NYU Deep Learning Spring 2020
https://atcold.github.io/NYU-DLSP20/
Other
6.66k stars 2.22k forks source link

Update 08-seq_classification.ipynb #814

Closed Gaaaavin closed 2 years ago

Gaaaavin commented 2 years ago

Made changes to the line 507 and 508 of 08-seq_classification.ipynb. The original lines were incorrect, making the evaluation of model incorrect.

review-notebook-app[bot] commented 2 years ago

Check out this pull request on  ReviewNB

See visual diffs & provide feedback on Jupyter Notebooks.


Powered by ReviewNB

Atcold commented 2 years ago

Can you provide some context, plz?

Gaaaavin commented 2 years ago

In the original code, we use

sequence_end = torch.tensor([len(sequence) for sequence in data_decoded]) - 1
output = output[torch.arange(data.shape[0]).long(), sequence_end, :]
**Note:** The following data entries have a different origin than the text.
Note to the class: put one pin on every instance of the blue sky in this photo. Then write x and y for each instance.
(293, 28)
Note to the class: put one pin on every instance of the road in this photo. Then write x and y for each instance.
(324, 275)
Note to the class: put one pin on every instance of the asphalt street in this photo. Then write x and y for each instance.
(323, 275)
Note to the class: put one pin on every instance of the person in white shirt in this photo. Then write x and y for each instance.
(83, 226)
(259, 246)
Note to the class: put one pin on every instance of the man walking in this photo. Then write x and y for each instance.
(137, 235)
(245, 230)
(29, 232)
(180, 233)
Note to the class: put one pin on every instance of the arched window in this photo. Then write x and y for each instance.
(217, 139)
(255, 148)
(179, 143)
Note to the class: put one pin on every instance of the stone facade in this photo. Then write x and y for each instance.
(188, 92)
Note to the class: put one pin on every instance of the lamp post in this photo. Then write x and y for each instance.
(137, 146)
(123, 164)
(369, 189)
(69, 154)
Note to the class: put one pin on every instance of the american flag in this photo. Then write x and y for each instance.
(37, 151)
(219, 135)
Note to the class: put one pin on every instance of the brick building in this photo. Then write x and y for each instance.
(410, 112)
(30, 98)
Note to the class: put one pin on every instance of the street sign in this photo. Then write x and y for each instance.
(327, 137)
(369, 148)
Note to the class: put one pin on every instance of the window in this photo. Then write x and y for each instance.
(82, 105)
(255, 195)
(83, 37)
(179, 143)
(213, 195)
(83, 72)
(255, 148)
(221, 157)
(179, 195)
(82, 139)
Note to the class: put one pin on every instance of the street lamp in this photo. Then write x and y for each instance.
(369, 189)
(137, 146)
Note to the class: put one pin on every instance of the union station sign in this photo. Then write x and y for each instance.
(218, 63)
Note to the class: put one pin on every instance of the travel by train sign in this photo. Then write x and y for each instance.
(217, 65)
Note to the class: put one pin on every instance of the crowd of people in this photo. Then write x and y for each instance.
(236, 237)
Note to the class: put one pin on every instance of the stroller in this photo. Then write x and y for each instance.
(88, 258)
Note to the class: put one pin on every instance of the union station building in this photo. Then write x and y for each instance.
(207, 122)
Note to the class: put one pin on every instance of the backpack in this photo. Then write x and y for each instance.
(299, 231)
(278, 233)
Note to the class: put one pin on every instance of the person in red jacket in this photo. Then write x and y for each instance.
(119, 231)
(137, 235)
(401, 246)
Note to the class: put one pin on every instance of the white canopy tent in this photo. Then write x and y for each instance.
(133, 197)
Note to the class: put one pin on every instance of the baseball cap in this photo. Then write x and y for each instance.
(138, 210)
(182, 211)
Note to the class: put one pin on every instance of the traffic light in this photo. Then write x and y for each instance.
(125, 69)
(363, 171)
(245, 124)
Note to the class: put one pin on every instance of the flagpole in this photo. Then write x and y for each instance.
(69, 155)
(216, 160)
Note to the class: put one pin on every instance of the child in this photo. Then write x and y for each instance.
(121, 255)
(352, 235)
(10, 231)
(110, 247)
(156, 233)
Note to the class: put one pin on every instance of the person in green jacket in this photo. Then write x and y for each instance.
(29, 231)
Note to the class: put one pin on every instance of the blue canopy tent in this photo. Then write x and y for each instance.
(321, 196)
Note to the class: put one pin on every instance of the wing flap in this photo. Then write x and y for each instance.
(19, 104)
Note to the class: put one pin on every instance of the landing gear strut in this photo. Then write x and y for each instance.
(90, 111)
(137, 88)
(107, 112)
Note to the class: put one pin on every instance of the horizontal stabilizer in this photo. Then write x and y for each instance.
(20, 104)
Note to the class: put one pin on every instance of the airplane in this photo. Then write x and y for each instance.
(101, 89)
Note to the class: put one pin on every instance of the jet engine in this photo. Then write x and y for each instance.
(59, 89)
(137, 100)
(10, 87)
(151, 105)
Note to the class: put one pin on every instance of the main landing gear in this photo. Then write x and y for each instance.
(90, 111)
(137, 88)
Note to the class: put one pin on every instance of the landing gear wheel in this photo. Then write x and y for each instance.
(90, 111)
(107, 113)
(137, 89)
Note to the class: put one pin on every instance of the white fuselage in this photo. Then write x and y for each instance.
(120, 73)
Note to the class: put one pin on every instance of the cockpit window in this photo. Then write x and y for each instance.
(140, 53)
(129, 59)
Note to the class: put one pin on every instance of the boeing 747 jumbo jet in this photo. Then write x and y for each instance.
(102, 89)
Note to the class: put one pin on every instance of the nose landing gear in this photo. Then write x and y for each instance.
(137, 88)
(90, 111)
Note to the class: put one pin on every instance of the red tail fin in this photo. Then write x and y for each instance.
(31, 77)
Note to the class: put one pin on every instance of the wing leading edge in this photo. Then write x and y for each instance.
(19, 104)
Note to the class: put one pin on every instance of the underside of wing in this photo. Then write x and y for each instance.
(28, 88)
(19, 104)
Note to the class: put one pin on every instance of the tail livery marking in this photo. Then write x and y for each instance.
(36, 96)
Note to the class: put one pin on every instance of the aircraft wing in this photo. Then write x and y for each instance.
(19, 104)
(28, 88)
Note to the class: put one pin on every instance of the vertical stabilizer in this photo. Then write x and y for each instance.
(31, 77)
to get the output classification from the model. In other words, we treat the len(sequence)-th element in the output as the classification. However, this is not how we trained the model. During training, we always treat the last element in the output as the classification:

# Pick only the output corresponding to last sequence element (input is pre padded)
output = output[:, -1, :]

I think this is the reason why the accuracy in the model evaluation block is very low and doesn't correspond to the log of training.

Gaaaavin commented 2 years ago

Btw, I've also posed a thread on Campuswire: https://campuswire.com/c/GCEF8E4E7/feed/82

Atcold commented 2 years ago

I see what's going on… https://github.com/Atcold/pytorch-Deep-Learning/pull/19 was only partially correcting this issue. Very good, @Gaaaavin, you got extra credit for this!

JonathanSum commented 2 years ago

@Gaaaavin Is it possible to share the thread on Campuswire to let the people in public learn about it? Thank you.

I guess the point of this post is len(sequence) is wrong because it was the last element from the data or treating the "last element" as the classification output is how the training part uses.

Gaaaavin commented 2 years ago

In the original code, we use

sequence_end = torch.tensor([len(sequence) for sequence in data_decoded]) - 1
output = output[torch.arange(data.shape[0]).long(), sequence_end, :]

to get the output classification from the model. In other words, we treat the len(sequence)-th element in the output as the classification. However, this is not how we trained the model. During training, we always treat the last element in the output as the classification:

# Pick only the output corresponding to last sequence element (input is pre padded)
output = output[:, -1, :]

I think this is the reason why the accuracy in the model evaluation block is very low and doesn't correspond to the log of training.

Basically it's the same as this one